The Cabenuva (cabotegravir and rilpivirine) injection was discovered to be effective in dealing with the Acquired Immune Deficiency Syndrome (AIDS) virus and will be administered to adults diagnosed with HIV.
Approved by the United States’ Food and Drug Administration (FDA), the injection comprises of cabotegravir, rilpivirine and is the first and only complete long-acting regimen for HIV treatment.
The injectable complete regimen is administered once a month as opposed to the daily antiretroviral pills.
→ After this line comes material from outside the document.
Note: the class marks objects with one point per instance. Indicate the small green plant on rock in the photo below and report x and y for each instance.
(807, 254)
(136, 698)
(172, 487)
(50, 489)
According to the director of the Office of Infections and Diseases in the FDA’s Centre for Evaluation and Research, John Farley, patients will have an option to choose from the daily oral treatment regimen and the monthly injections.
The agency also approved a pill version of cabotegravir to be taken with rilpivarine for a month before switching to the shots to be sure the drugs are well tolerated.
“Even people who are taking one pill a day just reported improvement in their quality of life to switch to an injection,” said Dr. Judith Currier, an HIV specialist at the University of California, Los Angeles.
The approval of Cabenuva is based on the pivotal phase III ATLAS (Antiretroviral Therapy as Long-Acting Suppression) and FLAIR (First Long-Acting Injectable Regimen) studies that included more than 1,100 patients from 16 countries.